As communication, entertainment and even working processes draw closer it is clear that the consensus of what is driving convergence needs to be reappraised.
Pursuant to my role as a senior analyst within the mobile operator strategy team at Informa I constantly consider market opportunities and strategies in which new services are brought to market.
In this position it has become clear to me that the idea of convergence as a standalone concept has grown to the point that one can no longer consider it a single approach. Such an approach risks ineffectually conveying all the points of complexity involved with it.
In the process of delivering strategic perspectives and analysing market factors I have leant toward an approach that considers outputs from a service, technology and device perspective. One might label this as the foundational legacy of modern telecommunication as it defines the parameters of the connected, networked economy.
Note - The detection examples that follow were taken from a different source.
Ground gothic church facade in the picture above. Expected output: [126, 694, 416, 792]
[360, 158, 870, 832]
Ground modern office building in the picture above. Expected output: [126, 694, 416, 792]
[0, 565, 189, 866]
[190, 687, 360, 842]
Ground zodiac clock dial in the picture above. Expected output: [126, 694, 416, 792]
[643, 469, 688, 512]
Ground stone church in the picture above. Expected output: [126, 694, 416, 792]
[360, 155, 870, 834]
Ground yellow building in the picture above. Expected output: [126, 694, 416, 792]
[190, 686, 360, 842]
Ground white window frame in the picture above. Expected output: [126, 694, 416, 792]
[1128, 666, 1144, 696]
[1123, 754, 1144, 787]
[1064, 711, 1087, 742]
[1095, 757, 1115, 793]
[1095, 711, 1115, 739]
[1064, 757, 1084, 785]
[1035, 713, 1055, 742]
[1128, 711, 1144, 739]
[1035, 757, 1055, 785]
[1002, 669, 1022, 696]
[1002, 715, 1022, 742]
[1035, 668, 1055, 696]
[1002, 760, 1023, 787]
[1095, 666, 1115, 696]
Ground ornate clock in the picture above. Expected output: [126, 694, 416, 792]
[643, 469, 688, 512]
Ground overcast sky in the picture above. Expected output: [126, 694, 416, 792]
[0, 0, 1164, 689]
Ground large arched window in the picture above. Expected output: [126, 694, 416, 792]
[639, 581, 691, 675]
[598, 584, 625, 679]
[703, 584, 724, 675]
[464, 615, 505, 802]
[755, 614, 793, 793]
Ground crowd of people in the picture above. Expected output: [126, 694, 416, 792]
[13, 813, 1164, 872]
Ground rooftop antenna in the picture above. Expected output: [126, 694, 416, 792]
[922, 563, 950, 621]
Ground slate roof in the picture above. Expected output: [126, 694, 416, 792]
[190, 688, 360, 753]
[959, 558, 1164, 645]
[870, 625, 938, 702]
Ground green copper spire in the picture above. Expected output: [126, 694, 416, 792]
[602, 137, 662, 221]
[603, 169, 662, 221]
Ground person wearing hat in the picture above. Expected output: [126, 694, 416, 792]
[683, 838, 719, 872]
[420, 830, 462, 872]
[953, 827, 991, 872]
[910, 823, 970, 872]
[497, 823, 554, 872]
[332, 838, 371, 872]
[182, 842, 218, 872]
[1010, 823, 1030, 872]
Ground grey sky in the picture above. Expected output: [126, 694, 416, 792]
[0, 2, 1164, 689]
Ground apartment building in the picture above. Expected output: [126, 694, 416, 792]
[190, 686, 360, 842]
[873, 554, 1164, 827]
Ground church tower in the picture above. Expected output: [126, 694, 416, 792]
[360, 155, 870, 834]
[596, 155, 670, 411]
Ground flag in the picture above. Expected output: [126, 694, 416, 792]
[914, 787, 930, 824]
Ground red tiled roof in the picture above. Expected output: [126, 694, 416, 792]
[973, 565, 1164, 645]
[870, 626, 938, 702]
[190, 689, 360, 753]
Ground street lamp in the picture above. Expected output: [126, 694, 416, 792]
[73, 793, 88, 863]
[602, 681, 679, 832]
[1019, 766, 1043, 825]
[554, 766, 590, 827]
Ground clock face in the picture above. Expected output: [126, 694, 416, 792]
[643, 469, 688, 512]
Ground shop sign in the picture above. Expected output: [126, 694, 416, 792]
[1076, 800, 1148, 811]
This structural arrangement has been further enshrined in a tripartite-like relationship between the various value chain players involved in convergence were roles have blurred as relationships have overlapped – one only has to look at the evolution of players like Apple and Google who have moved from service-to-device-to-connectivity agents in the process of pursuing business opportunities.
To illustrate this point further let us look at one member of the tripartite; devices. It is clear that one can no longer define a single device or even class of devices as wholly applicable to connectivity. All formats of electronic device whether they are connected TV’s or tablets have the potential to be enhanced, developed and ultimately perfected through networking capabilities.